DOCKETS 50-266 AND 50-301 JANUARY 6, 1987 AMENDMENT REQUEST REGARDING RCS LOW-FLOW TRIP SURVEILLANCE TESTING (TAC'S 64688 AND 64689)

POINT BEACH NUCLEAR PLANT, UNITS 1 AND 2 This letter is in response to the further information requested in T. G. Colburn's letter to C. W. Fay dated April 7, 1987, l regarding our license amendment request for reactor coolant system low-flow trip surveillance testing.

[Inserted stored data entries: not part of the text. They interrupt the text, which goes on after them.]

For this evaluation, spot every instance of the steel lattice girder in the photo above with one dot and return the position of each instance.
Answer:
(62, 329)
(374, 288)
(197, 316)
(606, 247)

l Question 1 1 Please provide a copy of the electrical schematics and logic drawings containing these relays, their contacts, bistables, and a discussion showing how testing the double loss of flow trip at power would actually initiate a reactor trip.

Response

For brevity, this discussion is limited to one train of reactor protection circuitry and associated testing of the reactor coolant flow logic circuits. The discussion, however, is equally applicable to the other train of reactor protection circuitry.

-The attached " Logic Test Switch Table" shows that selector low switch S1 does not accommodate testing of the "A" plus "B" reactor coolant flow to reactor trip circuitry. Position 16 allows testing the "A" loop low-flow logic, while position 17 allows testing the "B" loop low-flow logic.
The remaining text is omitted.